Chemical products that are used in agriculture, such as pesticides, growth enhancers and fertilizers.

Nonribosomal peptide synthetases

(NRPSs). A family of modular multi-enzymes that catalyse the biosynthesis of many specialized peptide metabolites via a ribosome- and mRNA-independent mechanism.

Polyketide synthases

(PKSs). Multi-enzyme complexes that are responsible for the biosynthesis of polyketides via a similar mechanism to fatty acid biosynthesis. In this mechanism, polyketides (which are specialized metabolites) are assembled via the decarboxylative condensation of (alkyl)malonyl-CoA-derived extender units with an acyl-CoA-derived starter unit.

Terpene synthases

Enzymes that catalyse the formation of terpene natural products from an oligo-isoprenyl diphosphate precursor (for example, geranyl diphosphate or farnesyl diphosphate).

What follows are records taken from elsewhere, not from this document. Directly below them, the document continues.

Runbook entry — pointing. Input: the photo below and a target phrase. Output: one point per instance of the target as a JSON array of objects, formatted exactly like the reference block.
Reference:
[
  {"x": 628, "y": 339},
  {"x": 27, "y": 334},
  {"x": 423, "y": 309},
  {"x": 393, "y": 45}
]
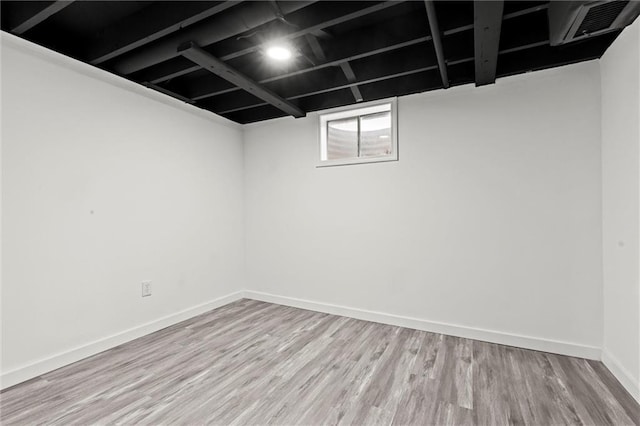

NRPS-independent siderophore synthetases

A family of ATP-dependent enzymes that catalyse the biosynthesis of siderophores without the involvement of nonribosomal peptide synthetases (NRPSs).

antiSMASH

(Antibiotics and secondary metabolite analysis shell). A web-based program that identifies biosynthetic gene clusters in unannotated DNA sequence assemblies.

Lanthipeptide

A type of peptide natural product that is ribosomally biosynthesised and post-translationally modified; lanthipeptides characteristically contain lanthionine (a non-proteinogenic amino acid of formula HO2CCH(NH2)CH2SCH2CH(NH2)CO2H; the monosulfide analogue of cystine) or methyl-lanthionine residues in the processed peptide. Lanthipeptides that display antibacterial activity are called lantibiotics.

Bacteriocins

Proteinaceous toxins that are produced by bacteria to inhibit competing strains.

Whole-genome shotgun sequencing

A sequencing technique in which the DNA of interest is sheared into random fragments, size selected and ligated to adaptor molecules or cloned into an appropriate vector; DNA fragments are sequenced, and the original DNA sequence is reconstructed using sequence assembly software.

Mate pair

The two sequences from opposite ends of an insert within a single clone of a genomic library. These sequences are used in conjunction with whole-genome shotgun sequencing to aid sequence assembly.

PacBio SMRT sequencing

A next-generation sequencing technology, developed by Pacific Biosciences, that uses DNA polymerase and fluorescently tagged nucleotides to follow DNA replication nucleotide by nucleotide and thus determine a DNA sequence.

In silico dereplication

The predictive, computer-based analysis of biosynthetic gene clusters to eliminate those that are likely to direct the production of known metabolites or those with closely related structures.

Alkaloids

Specialized metabolites that contain nitrogen, such as morphine, quinine, nicotine and cocaine.

Cathepsin K

A lysosomal cysteine protease involved in bone remodelling and resorption.

Polyphenols

Class of organic compounds that contain multiple phenol (hydroxybenzene) units.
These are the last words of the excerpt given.